Atualmente, o Marco Legal do Saneamento Básico , regulamentado em 2007, prevê que a gestão do serviço pode ser feita de três formas: por meio de administração pública direta - que é quando o próprio município se encarrega do fornecimento de água e esgoto - ou por meio de licitação para a contratação de empresas privadas. Também é comum a prática da utilização de contratos de programa, ou seja, deixar que empresas estatais, como a Sabesp, se encarreguem do serviço.
Caso a MP entre em vigor, a última opção deixa de existir. A regulamentação de águas e esgotos, que hoje é feita por cada município, passaria a ser responsabilidade do governo federal, por meio da Agência Nacional de Águas (ANA), que ficaria encarregada por regular as tarifas cobradas da população. Entre as alterações no texto, Jereissati também determinou que o poder público invista na regionalização da prestação dos serviços, na melhoria da cobertura e qualidade, redução do desperdício e aproveitamento de água da chuva.
Os riscos da privatização: a MP seria uma proposta ruim?

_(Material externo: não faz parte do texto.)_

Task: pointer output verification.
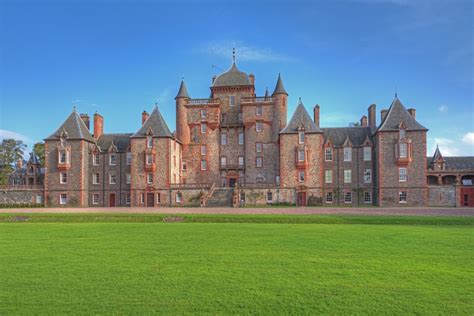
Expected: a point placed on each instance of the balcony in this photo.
(197, 102)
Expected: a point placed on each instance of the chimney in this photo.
(85, 118)
(412, 112)
(383, 114)
(252, 79)
(372, 116)
(144, 117)
(316, 115)
(98, 125)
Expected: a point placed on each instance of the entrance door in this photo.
(301, 197)
(112, 200)
(150, 199)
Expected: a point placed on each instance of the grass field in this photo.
(220, 264)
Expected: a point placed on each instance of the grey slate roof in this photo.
(121, 141)
(338, 135)
(279, 88)
(74, 127)
(396, 114)
(460, 163)
(300, 118)
(183, 91)
(156, 124)
(232, 77)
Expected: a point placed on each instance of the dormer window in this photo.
(301, 137)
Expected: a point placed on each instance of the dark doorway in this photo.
(150, 199)
(112, 200)
(301, 199)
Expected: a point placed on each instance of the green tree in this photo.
(10, 151)
(38, 149)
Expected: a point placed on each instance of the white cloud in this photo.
(443, 108)
(468, 138)
(243, 51)
(4, 134)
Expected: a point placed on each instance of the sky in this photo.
(121, 57)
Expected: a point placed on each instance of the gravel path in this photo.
(426, 211)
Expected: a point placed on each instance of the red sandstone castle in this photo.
(237, 148)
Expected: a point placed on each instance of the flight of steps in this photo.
(222, 197)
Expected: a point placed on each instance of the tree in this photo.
(38, 150)
(11, 150)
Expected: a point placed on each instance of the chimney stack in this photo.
(252, 79)
(144, 117)
(412, 112)
(85, 118)
(98, 125)
(316, 115)
(372, 116)
(383, 114)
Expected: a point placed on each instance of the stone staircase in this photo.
(221, 197)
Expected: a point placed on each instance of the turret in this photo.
(182, 127)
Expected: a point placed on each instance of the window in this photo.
(269, 196)
(301, 137)
(402, 174)
(95, 199)
(112, 159)
(347, 154)
(63, 198)
(301, 176)
(328, 176)
(223, 138)
(241, 138)
(348, 197)
(328, 154)
(301, 155)
(402, 197)
(95, 159)
(367, 197)
(329, 197)
(112, 178)
(367, 176)
(149, 159)
(63, 177)
(367, 153)
(179, 197)
(403, 150)
(96, 178)
(347, 176)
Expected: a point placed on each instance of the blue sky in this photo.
(119, 58)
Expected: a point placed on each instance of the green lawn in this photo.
(137, 264)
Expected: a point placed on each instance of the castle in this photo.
(236, 148)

A exclusão do sistema de gestão por contratos de programa foi um dos pontos da medida que mais causaram polêmica entre a oposição e entidades. Com a aprovação da proposta, só sobram duas opções: a licitação ou a administração pública direta, o que facilitaria a entrada de empresas privadas. Atualmente, 94% do setor é controlado pelo Estado, de acordo com Sistema Nacional de Informações sobre Saneamento (SNIS).
Para a Abes (Associação Brasileira de Engenharia Sanitária e Ambiental), transformar contratos de programa em contratos de concessão a empresas privadas de forma automática, apenas com o aval do titular do serviço, fere a premissa de “Direitos e Garantias Fundamentais” prevista na Constituição. A entidade também demonstra preocupação com o artigo 13 do projeto, que permite que empresas estatais, como a Sabesp, sejam privatizadas . Caso isso ocorra, os contratos de programa com os municípios podem ser renegociados, mas, se a prefeitura não aceitar as novas regras, terá que pagar indenizações às empresas pelos serviços prestados.

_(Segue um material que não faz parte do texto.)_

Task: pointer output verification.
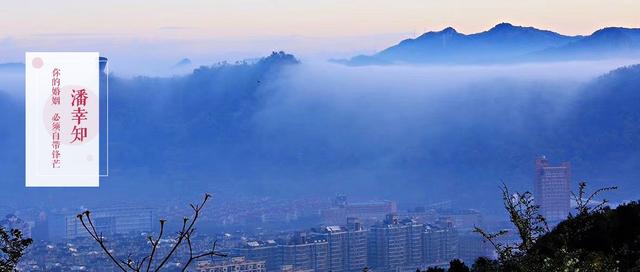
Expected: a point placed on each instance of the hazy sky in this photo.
(235, 28)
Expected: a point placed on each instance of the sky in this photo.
(235, 29)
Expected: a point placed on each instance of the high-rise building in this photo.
(267, 251)
(552, 189)
(472, 245)
(369, 212)
(347, 247)
(440, 243)
(121, 220)
(395, 244)
(11, 221)
(237, 264)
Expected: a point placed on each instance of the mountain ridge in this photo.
(505, 43)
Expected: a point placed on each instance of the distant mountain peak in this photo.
(449, 30)
(506, 43)
(503, 25)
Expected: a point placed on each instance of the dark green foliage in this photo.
(458, 266)
(12, 247)
(597, 238)
(484, 264)
(601, 241)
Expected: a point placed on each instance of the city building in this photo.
(368, 212)
(472, 245)
(110, 221)
(267, 251)
(11, 221)
(347, 246)
(463, 220)
(552, 189)
(237, 264)
(395, 244)
(440, 243)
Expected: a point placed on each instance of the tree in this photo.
(146, 263)
(12, 248)
(595, 239)
(484, 264)
(457, 265)
(525, 215)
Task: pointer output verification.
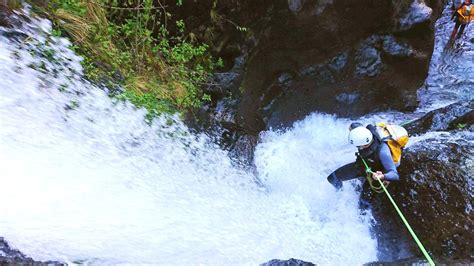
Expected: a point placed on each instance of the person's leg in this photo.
(455, 30)
(343, 173)
(461, 31)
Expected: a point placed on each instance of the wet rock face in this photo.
(9, 256)
(455, 116)
(345, 57)
(290, 262)
(435, 194)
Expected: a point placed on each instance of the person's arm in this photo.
(390, 170)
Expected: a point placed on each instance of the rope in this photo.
(418, 242)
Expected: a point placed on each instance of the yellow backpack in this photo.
(396, 137)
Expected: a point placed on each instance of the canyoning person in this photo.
(462, 15)
(377, 147)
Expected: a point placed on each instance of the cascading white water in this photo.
(85, 179)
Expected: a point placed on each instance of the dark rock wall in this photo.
(346, 57)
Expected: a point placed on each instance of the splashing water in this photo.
(85, 179)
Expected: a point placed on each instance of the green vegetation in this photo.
(162, 71)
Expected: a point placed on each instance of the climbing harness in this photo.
(418, 242)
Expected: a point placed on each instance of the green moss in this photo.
(163, 72)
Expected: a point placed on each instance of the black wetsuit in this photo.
(378, 158)
(459, 26)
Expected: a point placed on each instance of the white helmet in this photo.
(360, 136)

“Trata-se de uma faca no pescoço para os prefeitos, pois determina que, caso o prefeito não aceite os termos que transformam contratos programa em contratos de concessão de forma automática, terá que operar os serviços pagando previamente os ativos não amortizados, ou seja, o gestor público não terá outra alternativa a não ser submeter-se à proposta como ela se apresenta”, disse a Abes, em nota.
O deputado federal Bohn Gass (PT-RS) disse entender que a MP impede que os municípios desenvolvam programas de saneamento com empresas estaduais. Sendo assim, as prefeituras terão que contratar empresas privadas por meio de licitação. “Isso acaba permitindo que os lugares que a gente chama de ‘filé mignon’ fiquem para as empresas privadas e a ‘carne do pescoço’, ou seja, os pequenos municípios, fiquem para as empresas públicas”, disse.

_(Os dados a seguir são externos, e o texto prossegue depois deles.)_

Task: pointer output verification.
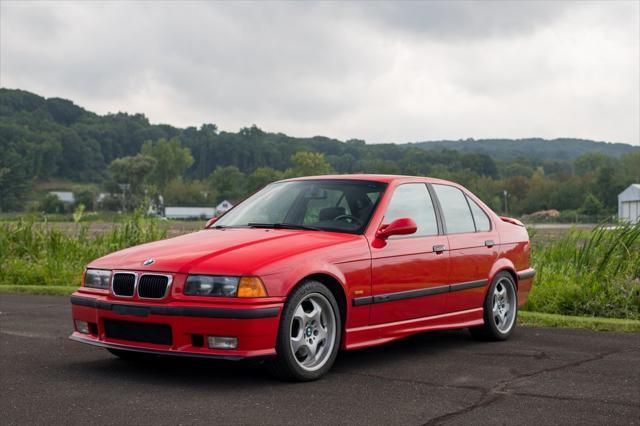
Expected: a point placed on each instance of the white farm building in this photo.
(629, 204)
(189, 212)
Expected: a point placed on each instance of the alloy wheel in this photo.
(504, 305)
(313, 332)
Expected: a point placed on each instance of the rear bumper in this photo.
(255, 326)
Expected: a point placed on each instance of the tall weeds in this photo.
(35, 253)
(589, 273)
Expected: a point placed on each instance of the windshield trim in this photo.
(384, 186)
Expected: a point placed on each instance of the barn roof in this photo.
(632, 193)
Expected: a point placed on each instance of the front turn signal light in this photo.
(251, 287)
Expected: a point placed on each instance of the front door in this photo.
(409, 273)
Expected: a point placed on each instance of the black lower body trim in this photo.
(430, 291)
(180, 311)
(526, 274)
(152, 351)
(468, 285)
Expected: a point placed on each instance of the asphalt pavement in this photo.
(540, 376)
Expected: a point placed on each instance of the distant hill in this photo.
(53, 139)
(543, 149)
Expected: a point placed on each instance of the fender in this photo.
(502, 264)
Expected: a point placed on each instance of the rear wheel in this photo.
(500, 310)
(309, 334)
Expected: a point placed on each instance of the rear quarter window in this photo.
(457, 215)
(482, 220)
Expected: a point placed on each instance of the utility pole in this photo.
(124, 187)
(506, 209)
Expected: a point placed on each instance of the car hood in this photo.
(232, 251)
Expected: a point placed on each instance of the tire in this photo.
(131, 356)
(499, 322)
(309, 334)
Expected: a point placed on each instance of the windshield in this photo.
(329, 205)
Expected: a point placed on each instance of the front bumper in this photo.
(254, 325)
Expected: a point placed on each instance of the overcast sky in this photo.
(383, 72)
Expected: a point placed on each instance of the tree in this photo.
(262, 176)
(307, 163)
(128, 174)
(229, 182)
(590, 162)
(172, 160)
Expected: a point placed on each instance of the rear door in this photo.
(408, 274)
(473, 244)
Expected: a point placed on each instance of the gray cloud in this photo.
(379, 71)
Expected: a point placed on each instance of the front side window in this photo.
(330, 205)
(413, 201)
(457, 215)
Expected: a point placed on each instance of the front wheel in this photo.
(500, 310)
(309, 334)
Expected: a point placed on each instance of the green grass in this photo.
(583, 273)
(40, 254)
(538, 319)
(589, 273)
(49, 290)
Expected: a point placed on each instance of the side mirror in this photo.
(402, 226)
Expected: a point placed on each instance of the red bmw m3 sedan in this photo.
(308, 266)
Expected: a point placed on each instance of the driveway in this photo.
(541, 376)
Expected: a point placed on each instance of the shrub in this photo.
(594, 273)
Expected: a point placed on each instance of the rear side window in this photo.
(480, 217)
(412, 200)
(457, 215)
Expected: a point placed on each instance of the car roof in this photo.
(372, 178)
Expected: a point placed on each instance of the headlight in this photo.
(97, 278)
(209, 285)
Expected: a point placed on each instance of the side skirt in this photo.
(362, 337)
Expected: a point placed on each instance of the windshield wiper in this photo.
(283, 226)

O parlamentar diz acreditar que, caso a proposta seja aprovada, as empresas privadas só terão interesse em investir nas grandes cidades, onde há garantia de lucro. “As tarifas vão aumentar, as empresas privadas não vão ter interesse nos municípios pequenos. Nós não concordamos com esse relatório e vamos destacar esses pontos. Vamos trabalhar para derrubar isto no Plenário”, argumentou.
Bohn Gass ainda defende que haja apoio da iniciativa público-privada no serviço, mas reitera que a gestão do saneamento tem que ser de responsabilidade do Estado. “É importante que todos debatam isso, porque nós estamos tratando de água , que é um bem público. Nós sabemos que os órgãos públicos têm que coordenar as áreas de saneamento, com a participação da iniciativa privada, mas não entregar para ela a gestão. Essa é a grande diferença que nós temos que levar em consideração”, justificou.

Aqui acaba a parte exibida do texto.